Wheat area higher Australia, EU and Black Sea region
Australia is expected to lead this year’s recovery in wheat harvested area (Chart 1) followed by Russia, Eurpoean Union, Ukraine, Turkey and the United States, the world total harvest wheat area predicted the highest in three years reaching 220 million hectares.
Combined with a small lift in yields, 2019/20 world wheat production is forecast 759Mt, compared with 735Mt current year, 763Mt in the 2017/18 and 757Mt in the 2016/7 crop years.
Wheat ending stocks in 2019/20 are forecast to rise to 270Mt from 264Mt current year.

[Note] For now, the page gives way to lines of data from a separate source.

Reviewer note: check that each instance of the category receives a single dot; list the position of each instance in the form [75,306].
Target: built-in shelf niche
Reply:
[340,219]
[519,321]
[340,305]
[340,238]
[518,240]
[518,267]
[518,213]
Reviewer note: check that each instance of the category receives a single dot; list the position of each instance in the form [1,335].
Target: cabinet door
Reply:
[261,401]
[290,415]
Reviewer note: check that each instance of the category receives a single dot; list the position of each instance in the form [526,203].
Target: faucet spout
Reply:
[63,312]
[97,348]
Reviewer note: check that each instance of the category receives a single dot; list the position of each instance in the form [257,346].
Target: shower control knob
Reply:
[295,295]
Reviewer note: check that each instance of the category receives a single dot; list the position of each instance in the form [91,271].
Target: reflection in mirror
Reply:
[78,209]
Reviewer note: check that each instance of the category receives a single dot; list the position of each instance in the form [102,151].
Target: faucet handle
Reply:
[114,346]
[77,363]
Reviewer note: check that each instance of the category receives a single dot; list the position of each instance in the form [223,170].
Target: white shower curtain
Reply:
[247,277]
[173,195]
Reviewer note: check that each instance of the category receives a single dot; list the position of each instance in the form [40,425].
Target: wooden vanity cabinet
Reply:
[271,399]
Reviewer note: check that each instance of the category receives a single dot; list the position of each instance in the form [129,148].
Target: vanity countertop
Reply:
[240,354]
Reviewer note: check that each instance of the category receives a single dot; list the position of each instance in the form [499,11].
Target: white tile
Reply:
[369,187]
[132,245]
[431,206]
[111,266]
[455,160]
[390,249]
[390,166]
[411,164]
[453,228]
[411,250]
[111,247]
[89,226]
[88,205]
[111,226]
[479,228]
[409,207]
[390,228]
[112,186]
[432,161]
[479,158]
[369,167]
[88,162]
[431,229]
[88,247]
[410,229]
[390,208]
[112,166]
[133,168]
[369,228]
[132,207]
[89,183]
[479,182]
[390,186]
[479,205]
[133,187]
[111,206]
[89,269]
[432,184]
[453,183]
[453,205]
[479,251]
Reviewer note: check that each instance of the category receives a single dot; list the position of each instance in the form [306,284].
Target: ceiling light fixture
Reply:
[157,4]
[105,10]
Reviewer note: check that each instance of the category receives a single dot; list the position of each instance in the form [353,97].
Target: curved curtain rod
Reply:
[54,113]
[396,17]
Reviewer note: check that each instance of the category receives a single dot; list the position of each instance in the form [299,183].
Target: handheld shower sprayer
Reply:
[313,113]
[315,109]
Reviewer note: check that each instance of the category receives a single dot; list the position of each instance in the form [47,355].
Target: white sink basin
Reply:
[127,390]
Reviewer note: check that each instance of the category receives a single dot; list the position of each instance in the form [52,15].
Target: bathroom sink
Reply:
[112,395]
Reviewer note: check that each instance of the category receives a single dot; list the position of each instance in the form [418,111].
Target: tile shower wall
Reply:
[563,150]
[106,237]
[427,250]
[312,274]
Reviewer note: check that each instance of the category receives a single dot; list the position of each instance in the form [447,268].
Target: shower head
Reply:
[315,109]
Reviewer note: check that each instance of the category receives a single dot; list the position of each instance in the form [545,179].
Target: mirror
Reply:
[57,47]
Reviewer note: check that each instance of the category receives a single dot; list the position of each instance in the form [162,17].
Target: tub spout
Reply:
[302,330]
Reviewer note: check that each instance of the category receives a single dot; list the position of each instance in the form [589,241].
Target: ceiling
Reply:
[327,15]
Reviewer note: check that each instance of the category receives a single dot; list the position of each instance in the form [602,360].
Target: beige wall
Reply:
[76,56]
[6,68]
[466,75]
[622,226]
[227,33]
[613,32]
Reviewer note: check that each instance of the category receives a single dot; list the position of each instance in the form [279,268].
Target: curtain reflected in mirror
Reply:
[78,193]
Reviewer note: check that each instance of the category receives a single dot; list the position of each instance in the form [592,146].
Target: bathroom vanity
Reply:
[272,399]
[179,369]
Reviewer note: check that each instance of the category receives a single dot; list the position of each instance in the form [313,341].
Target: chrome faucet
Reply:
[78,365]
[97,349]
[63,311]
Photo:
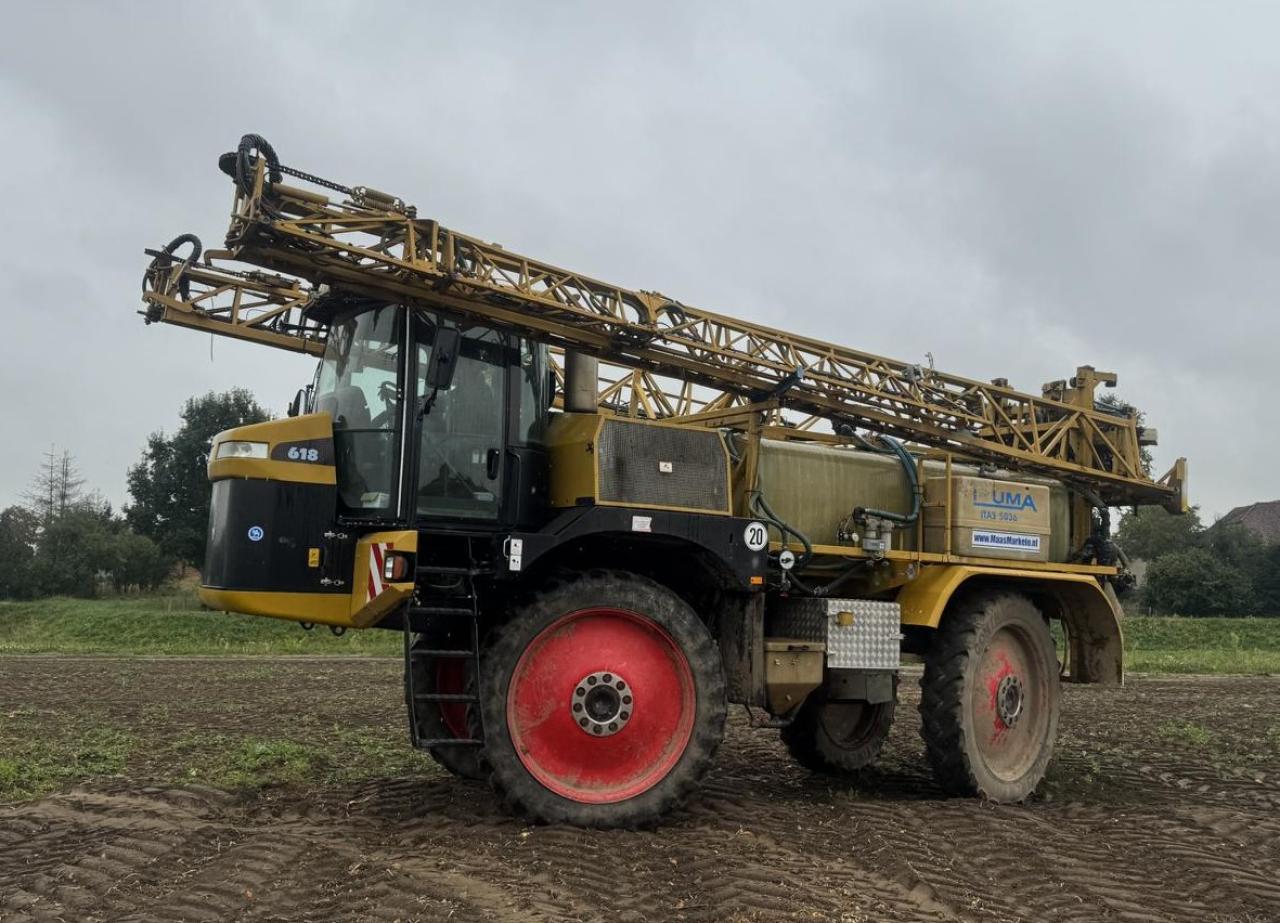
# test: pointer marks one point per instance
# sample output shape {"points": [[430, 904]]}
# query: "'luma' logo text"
{"points": [[1006, 499]]}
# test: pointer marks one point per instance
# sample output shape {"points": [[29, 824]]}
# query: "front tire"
{"points": [[990, 698], [603, 702]]}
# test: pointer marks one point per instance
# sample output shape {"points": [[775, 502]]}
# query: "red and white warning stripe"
{"points": [[376, 556]]}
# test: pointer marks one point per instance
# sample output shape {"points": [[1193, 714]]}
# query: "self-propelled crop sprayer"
{"points": [[589, 557]]}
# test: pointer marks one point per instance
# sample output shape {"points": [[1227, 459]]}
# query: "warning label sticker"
{"points": [[1015, 542]]}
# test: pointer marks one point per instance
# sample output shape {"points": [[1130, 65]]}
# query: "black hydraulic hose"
{"points": [[245, 165], [164, 260], [912, 476], [830, 586]]}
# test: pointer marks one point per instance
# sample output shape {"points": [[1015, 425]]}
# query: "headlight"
{"points": [[241, 449]]}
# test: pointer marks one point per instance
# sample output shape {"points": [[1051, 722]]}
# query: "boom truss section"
{"points": [[668, 359]]}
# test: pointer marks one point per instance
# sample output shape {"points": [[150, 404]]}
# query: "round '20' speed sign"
{"points": [[755, 535]]}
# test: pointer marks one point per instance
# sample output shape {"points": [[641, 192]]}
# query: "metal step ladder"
{"points": [[430, 615]]}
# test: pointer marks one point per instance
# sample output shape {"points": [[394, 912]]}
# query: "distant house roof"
{"points": [[1260, 519]]}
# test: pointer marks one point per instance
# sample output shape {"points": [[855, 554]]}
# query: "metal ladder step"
{"points": [[449, 741], [446, 697], [442, 611]]}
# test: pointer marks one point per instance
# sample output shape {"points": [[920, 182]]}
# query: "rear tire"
{"points": [[839, 738], [990, 698], [603, 702]]}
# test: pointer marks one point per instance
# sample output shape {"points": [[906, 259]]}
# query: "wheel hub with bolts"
{"points": [[602, 703], [1010, 699]]}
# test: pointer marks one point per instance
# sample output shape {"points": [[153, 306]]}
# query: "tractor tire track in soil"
{"points": [[1134, 823]]}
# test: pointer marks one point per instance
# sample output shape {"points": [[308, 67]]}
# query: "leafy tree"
{"points": [[137, 562], [18, 530], [1235, 545], [1197, 583], [1148, 533], [1266, 580], [169, 487], [74, 553]]}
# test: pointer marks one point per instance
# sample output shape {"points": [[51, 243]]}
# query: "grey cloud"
{"points": [[1013, 190]]}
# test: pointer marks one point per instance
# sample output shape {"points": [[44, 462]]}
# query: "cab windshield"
{"points": [[357, 387]]}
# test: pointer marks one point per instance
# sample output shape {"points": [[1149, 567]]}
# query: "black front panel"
{"points": [[261, 534]]}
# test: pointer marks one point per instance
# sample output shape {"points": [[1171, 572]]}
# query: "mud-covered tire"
{"points": [[990, 698], [839, 738], [649, 722], [447, 675]]}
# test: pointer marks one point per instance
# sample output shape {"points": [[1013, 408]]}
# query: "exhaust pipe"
{"points": [[581, 379]]}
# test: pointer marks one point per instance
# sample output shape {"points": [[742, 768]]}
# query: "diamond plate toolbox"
{"points": [[859, 634]]}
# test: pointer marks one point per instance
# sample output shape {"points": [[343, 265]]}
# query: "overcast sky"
{"points": [[1016, 191]]}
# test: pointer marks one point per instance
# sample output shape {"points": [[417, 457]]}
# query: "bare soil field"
{"points": [[280, 789]]}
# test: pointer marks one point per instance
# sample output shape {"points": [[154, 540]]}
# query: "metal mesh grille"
{"points": [[662, 466]]}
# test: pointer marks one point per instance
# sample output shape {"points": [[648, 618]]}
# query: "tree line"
{"points": [[1192, 570], [64, 539]]}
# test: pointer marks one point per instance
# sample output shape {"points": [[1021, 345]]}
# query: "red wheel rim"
{"points": [[451, 676], [1010, 712], [548, 736]]}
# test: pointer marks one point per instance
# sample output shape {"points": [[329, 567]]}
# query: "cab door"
{"points": [[462, 434]]}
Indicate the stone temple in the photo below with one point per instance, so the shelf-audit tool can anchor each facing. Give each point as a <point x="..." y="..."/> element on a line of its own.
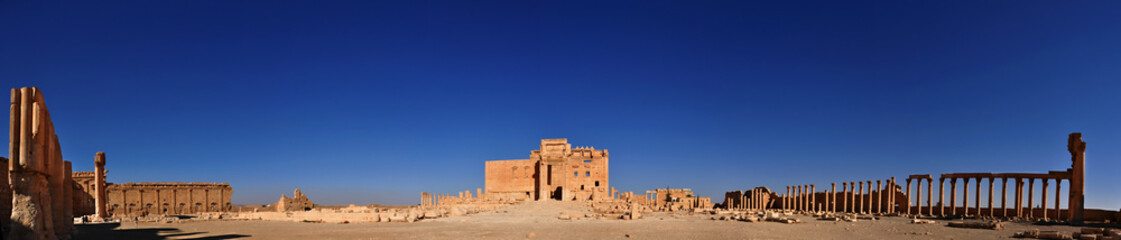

Feed barley consumption to rebound
Barley in 2018/19 suffered lower-than-average planted area and yield, which cut production and further tightened world stock to a 23-year low at end 2018/19.
Tight supplies and comparatively high prices could underpin a turnaround in plantings, the world barley crop in 2019/20 projected to rise 5pc to 148.8Mt.
The expanded production of barley is projected to encourage an uptick in feed use (Chart 2)
World barley stock was projected to recover slightly to 24.6Mt at the end of 2019/20, compared with 22.9Mt current year. Note, the 22.9Mt current year closing stock in the March report was raised from 21.2Mt in the February report. Current year barley stocks are at a 23-year low.
Maize stock drawdown most significant in China
Easily the greatest influence on global grains supply/demand is maize. Production and consumption have been trending up globally though the figures in China have been diverging. China’s consumption has been rising apparently steadily, while production in the past few years has flat-lined, leading to lower stocks.
It is expected to contribute more than two-thirds to 2019/20 global maize stock falling 13pc year-on-year to 266Mt, potentially a seven-year low. Stock changes among major exporters, though locally significant, are dwarfed (Chart 3).
Current year balance sheets improved and prices fell
As the 2018/19 year draws to a close, IGC March report noted price indices mostly had fallen a few percent from the previous month and end-of-year bookkeeping on key parameters, production (up from previous month), consumption (down from previous month) had left global grains balance sheets in a more comfortable transition to the new crop year 2019/20.
Consequently, IGC price indices for wheat, maize, barley, rice and soybeans were mostly lower, led by declines for maize, barley and soybeans. Rice was the only price index to rise month-on-month, so with average wheat prices also a little lower, the IGC grains and oilseeds (GOI) price index fell by 3pc this month, and was 9pc lower year-on-year (Chart 4).